Belgrade was the final stop on my trip through Montenegro and Bosnia, and travelling through the beautiful likes of Mostar and Kotor, I actually wasn’t looking forward to exploring a city. However Belgrade has its own unique charm, and a city you should consider visiting.
Exploring with little sleep
Following an overnight coach journey from Sarajevo, we arrived around 6am into Belgrade bus station. Not surprisingly, there was no shops or cafes open that myself and 2 other backpackers from the coach journey could relax in before checking in to our hostels. More surprisingly, is that we saw a few people ending their nights out and heading home!
So after we shared coffees, we headed to our hostels to drop our backpacks off, and I had brunch at Denada Bistro & Cafe before heading out to explore the city. Tbh, just like most places I visit these days, I did not arrive with any expectations, but from walking the streets, I was initially super impressed. The residential streets near my hostel were tree lined and I walked past a café or bar nearly every minute.
What to do in Belgrade
Walk along Danube & Sava Rivers
After the Thames, the Danube is probably my favourite river in Europe, maybe because I have crossed paths with it many times along my travels now. There are a few bridges across Sava including Brankov Bridge which connects New Belgrade with the rest of the city.
A few restaurants are located along the river including Ambar and Catine de Frida. There are many joggers and cyclists who were using this path in the morning.
This is the centre of the city, and has some mediocre overpriced cafes surrounding it, it is also where most of the walking tours start.
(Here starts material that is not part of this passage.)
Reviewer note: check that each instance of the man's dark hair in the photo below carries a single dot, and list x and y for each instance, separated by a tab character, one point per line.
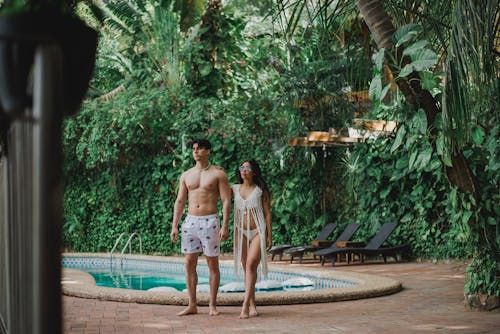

The national theatre and national museum are also located here.
You will find the main shopping streets here, which are pedestrianised.
Romans started building here from the 2nd Century, and is a must see visit during your trip to Belgrade. The fortress complex is pretty big, and the views over the city and rivers are beautiful. There are a few museums dotted around the fortress such as the Roman Well and casemates. Kalemegdan Park is also located here, which is a great place to relax and view the rivers.
Tip : visit twice – during the day (early morning is best, as it can get pretty busy later during the day) and during sunset.
Saint Sava Church
The exquisite detail on the ceiling and walls of this orthodox church was breath taking and is one of the Orthodox Church in the world.
Make sure to visit the crypt, which was unfortunately closed during my visit due to a wedding.
Yugoslav Ministry of Defence building
The site of the former Ministry of Defence, which was bombed by NATO in 1999 (super recent). I think it is a wise decision for the country to not knock down / rebuild these buildings, as it stands a a reminder for the recent history Serbia has been through.
During the weekends and even during the weekdays, it seems that every night is a Friday in Belgrade. Even on a Sunday, the bars and clubs were packed up until 3am and beyond…
In summer the boats along the Sava are turned into nightclubs, each with a specific genre of music, and the best part is that they are open, meaning fresh air and views of Belgrade. The river boat clubs are called ‘splavovi’ and I think every city should have these.
Also when in Serbia, you have to try Rakia, which can contain up to 70% alcohol.
A nice area to walk around in, with some people comparing it to Montmartre in Paris. It is a relatively short street but offers a few restaurants and cafes.
Burek – a trip to a Balkan nation isn’t complete without trying some burek. It makes a perfect snack or breakfast and is filo pastry filled with meat, potato or cheese. Bobe sells good burek
Baklava – Balkan Baklava was the last stop on my trip before heading home, so I could bring boxes of the sweet stuff back to London. There is a large choice of baklava, and you may even get a little treat before leaving the store!
Pekara Trpković – Slavija – Popped into this bakery after a visit to the Church. They sell burek and sweet pastries. Be prepared for a little wait, as it is popular
Manufaktura Restaurant Belgrade specialises in local cuisine, with good size portions.
And if you are not in the mood for Serbian cuisine, Trattoria Campania serves really nice Italian food (had a great aperol, pasta and tiramisu here). La Taqueria is a good spot for tacos
My visit to Serbia means I have 5 more countries left out of the 47 to visit in Europe.